I'm using lib glm (http://glm.g-truc.net/) for test quaternion but I've a problem; when I convert euler angle to quaternion then immediatly quaternion to euler angles, my result are totally different from my initial euler angles. Is this normal?

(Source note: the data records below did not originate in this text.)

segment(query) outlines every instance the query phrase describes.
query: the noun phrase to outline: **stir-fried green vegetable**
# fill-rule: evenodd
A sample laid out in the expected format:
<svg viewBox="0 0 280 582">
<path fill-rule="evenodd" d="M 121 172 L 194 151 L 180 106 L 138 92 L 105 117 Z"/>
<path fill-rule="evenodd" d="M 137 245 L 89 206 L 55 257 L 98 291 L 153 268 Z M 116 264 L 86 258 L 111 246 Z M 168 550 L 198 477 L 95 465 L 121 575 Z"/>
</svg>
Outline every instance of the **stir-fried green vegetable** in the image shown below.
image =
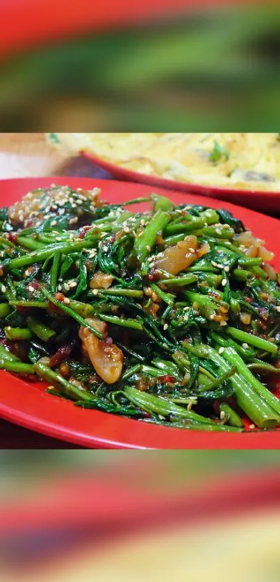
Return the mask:
<svg viewBox="0 0 280 582">
<path fill-rule="evenodd" d="M 143 422 L 280 426 L 279 278 L 228 211 L 53 186 L 2 210 L 0 249 L 1 369 Z"/>
</svg>

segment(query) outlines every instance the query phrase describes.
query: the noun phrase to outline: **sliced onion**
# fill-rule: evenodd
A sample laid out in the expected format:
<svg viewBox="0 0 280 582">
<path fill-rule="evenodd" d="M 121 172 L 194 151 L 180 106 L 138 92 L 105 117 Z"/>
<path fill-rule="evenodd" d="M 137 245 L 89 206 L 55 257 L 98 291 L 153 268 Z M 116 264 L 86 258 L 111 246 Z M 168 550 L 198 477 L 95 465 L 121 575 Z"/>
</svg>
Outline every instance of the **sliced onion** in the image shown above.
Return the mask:
<svg viewBox="0 0 280 582">
<path fill-rule="evenodd" d="M 174 247 L 168 247 L 160 253 L 160 256 L 156 257 L 155 269 L 162 269 L 172 275 L 176 275 L 209 251 L 210 247 L 207 244 L 197 249 L 197 237 L 190 235 L 177 242 Z"/>
<path fill-rule="evenodd" d="M 105 334 L 106 324 L 95 317 L 85 319 L 97 331 Z M 84 353 L 90 358 L 96 372 L 106 382 L 113 384 L 120 379 L 124 354 L 120 348 L 107 340 L 99 340 L 88 328 L 81 326 L 79 333 Z"/>
<path fill-rule="evenodd" d="M 114 277 L 103 271 L 97 271 L 90 281 L 90 289 L 108 289 L 114 281 Z"/>
</svg>

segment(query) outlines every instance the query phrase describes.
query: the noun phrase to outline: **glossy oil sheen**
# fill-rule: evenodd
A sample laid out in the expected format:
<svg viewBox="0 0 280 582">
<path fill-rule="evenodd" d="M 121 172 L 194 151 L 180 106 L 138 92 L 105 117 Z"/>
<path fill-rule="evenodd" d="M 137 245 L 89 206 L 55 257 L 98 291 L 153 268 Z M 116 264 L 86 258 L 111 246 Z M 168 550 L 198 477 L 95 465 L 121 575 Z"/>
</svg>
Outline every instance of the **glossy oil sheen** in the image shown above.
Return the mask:
<svg viewBox="0 0 280 582">
<path fill-rule="evenodd" d="M 28 192 L 53 183 L 74 188 L 98 186 L 102 190 L 102 198 L 110 203 L 125 201 L 151 192 L 167 194 L 166 190 L 159 187 L 108 180 L 57 176 L 20 178 L 0 181 L 0 206 L 10 205 Z M 232 212 L 247 228 L 266 241 L 267 249 L 276 255 L 273 265 L 280 270 L 278 219 L 213 198 L 171 190 L 168 195 L 176 203 L 207 204 Z M 219 433 L 165 428 L 79 408 L 67 400 L 47 394 L 45 388 L 43 383 L 28 383 L 0 372 L 0 417 L 49 436 L 94 449 L 280 448 L 279 430 Z"/>
</svg>

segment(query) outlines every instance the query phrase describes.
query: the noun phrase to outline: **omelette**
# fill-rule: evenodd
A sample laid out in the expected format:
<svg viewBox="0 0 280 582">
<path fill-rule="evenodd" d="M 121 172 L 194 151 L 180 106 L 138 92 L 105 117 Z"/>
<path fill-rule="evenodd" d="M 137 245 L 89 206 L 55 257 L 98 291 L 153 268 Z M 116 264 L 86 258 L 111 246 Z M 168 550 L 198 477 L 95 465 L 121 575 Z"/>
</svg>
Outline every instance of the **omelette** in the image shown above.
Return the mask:
<svg viewBox="0 0 280 582">
<path fill-rule="evenodd" d="M 51 133 L 48 138 L 72 153 L 85 151 L 149 176 L 280 191 L 279 133 Z"/>
</svg>

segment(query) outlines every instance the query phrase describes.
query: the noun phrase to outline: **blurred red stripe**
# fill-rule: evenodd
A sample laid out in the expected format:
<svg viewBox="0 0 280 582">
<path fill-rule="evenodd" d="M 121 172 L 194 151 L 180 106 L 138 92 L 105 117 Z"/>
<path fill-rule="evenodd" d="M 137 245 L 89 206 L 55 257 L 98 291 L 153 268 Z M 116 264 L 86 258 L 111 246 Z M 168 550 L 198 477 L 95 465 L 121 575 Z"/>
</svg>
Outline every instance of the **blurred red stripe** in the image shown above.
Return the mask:
<svg viewBox="0 0 280 582">
<path fill-rule="evenodd" d="M 224 8 L 245 1 L 254 0 L 0 0 L 0 57 L 67 35 L 133 25 L 183 10 Z"/>
<path fill-rule="evenodd" d="M 263 469 L 265 470 L 265 469 Z M 96 477 L 49 482 L 24 502 L 0 507 L 0 536 L 13 535 L 42 527 L 118 525 L 143 527 L 152 522 L 194 522 L 221 514 L 240 515 L 280 502 L 280 471 L 231 474 L 210 478 L 199 485 L 186 484 L 181 491 L 143 492 Z"/>
</svg>

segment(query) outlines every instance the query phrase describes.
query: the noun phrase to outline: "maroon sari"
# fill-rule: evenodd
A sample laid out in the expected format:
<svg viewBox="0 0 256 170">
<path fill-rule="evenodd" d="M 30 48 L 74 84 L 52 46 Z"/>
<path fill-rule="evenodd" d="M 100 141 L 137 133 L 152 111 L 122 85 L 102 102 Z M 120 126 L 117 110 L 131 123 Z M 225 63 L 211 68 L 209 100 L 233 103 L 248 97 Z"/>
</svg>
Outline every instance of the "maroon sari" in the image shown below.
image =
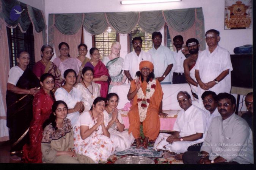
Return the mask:
<svg viewBox="0 0 256 170">
<path fill-rule="evenodd" d="M 103 97 L 106 97 L 108 95 L 108 86 L 111 82 L 111 78 L 110 76 L 108 74 L 108 70 L 106 66 L 101 62 L 99 60 L 97 65 L 94 67 L 91 62 L 87 62 L 85 67 L 89 66 L 93 69 L 93 77 L 94 78 L 99 78 L 101 76 L 107 76 L 108 77 L 108 80 L 106 82 L 103 81 L 97 81 L 94 82 L 94 83 L 101 84 L 101 96 Z"/>
<path fill-rule="evenodd" d="M 23 147 L 25 163 L 42 163 L 41 141 L 42 138 L 42 124 L 52 113 L 52 106 L 55 100 L 49 96 L 42 88 L 36 94 L 33 100 L 33 118 L 29 127 L 30 144 Z"/>
</svg>

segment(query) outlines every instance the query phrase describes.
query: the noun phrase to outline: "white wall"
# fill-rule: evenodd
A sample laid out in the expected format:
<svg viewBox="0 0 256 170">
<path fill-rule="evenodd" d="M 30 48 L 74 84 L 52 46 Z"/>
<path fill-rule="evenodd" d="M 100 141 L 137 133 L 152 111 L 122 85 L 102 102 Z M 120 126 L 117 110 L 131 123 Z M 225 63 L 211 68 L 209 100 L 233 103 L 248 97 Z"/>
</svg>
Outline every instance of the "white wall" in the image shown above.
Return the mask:
<svg viewBox="0 0 256 170">
<path fill-rule="evenodd" d="M 219 44 L 227 49 L 231 54 L 234 54 L 233 50 L 235 47 L 253 43 L 252 28 L 224 30 L 225 1 L 223 0 L 182 0 L 178 2 L 139 5 L 121 5 L 120 3 L 121 0 L 44 0 L 46 22 L 48 24 L 48 15 L 52 13 L 142 11 L 202 7 L 204 17 L 206 31 L 211 29 L 218 30 L 221 36 Z M 35 4 L 35 6 L 33 6 L 38 8 L 42 3 L 41 1 L 39 0 L 22 0 L 21 1 L 28 2 Z M 92 46 L 91 37 L 86 32 L 84 33 L 85 42 L 90 49 Z M 127 40 L 126 36 L 120 35 L 120 43 L 122 45 L 120 54 L 123 57 L 127 53 Z M 236 97 L 236 95 L 234 96 Z M 243 96 L 241 96 L 241 102 L 242 97 Z M 244 103 L 242 110 L 245 110 L 244 106 Z"/>
</svg>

Could it be because the rotations are not communative?
Code test:
#include <glm\quaternion.hpp>
#include <math.h>
#define PI M_PI
#define RADTODEG(x) ( (x) * 180.0 / PI )
#define DEGTORAD(x) ( (x) * PI / 180.0 )
int main( void )
{
float RotX = 90.f;
float RotY = 180.f;
float RotZ = -270.f;
if ( RotX || RotY || RotZ )
{
std::cout << "Init: x= " << RotX << ", y= " << RotY << ", z= " << RotZ << "\n";
glm::quat key_quat(glm::detail::tvec3<float>(DEGTORAD( RotX ),
DEGTORAD( RotY ),
DEGTORAD( RotZ )));
glm::detail::tvec3<float> v = glm::eulerAngles(key_quat);
/* // the result is even worse with this code here
RotX = RADTODEG(v.x);
RotY = RADTODEG(v.y);
RotZ = RADTODEG(v.z);
*/
RotX = v.x;
RotY = v.y;
RotZ = v.z;
std::cout << "Final: x= " << RotX << ", y= " << RotY << ", z= " << RotZ << "\n";
}
return (0);
}
Result:
Init: x= 90, y= 180, z= -270
Final: x= -90, y= -3.41509e-006, z= -90
thank you in advance o/
Yes, it is normal. There are 2 ways to represent the same rotation with Euler angles.
I personally don't like Euler angles, they mess up the stability of your app. I would avoid them. Plus, they are not very handy either.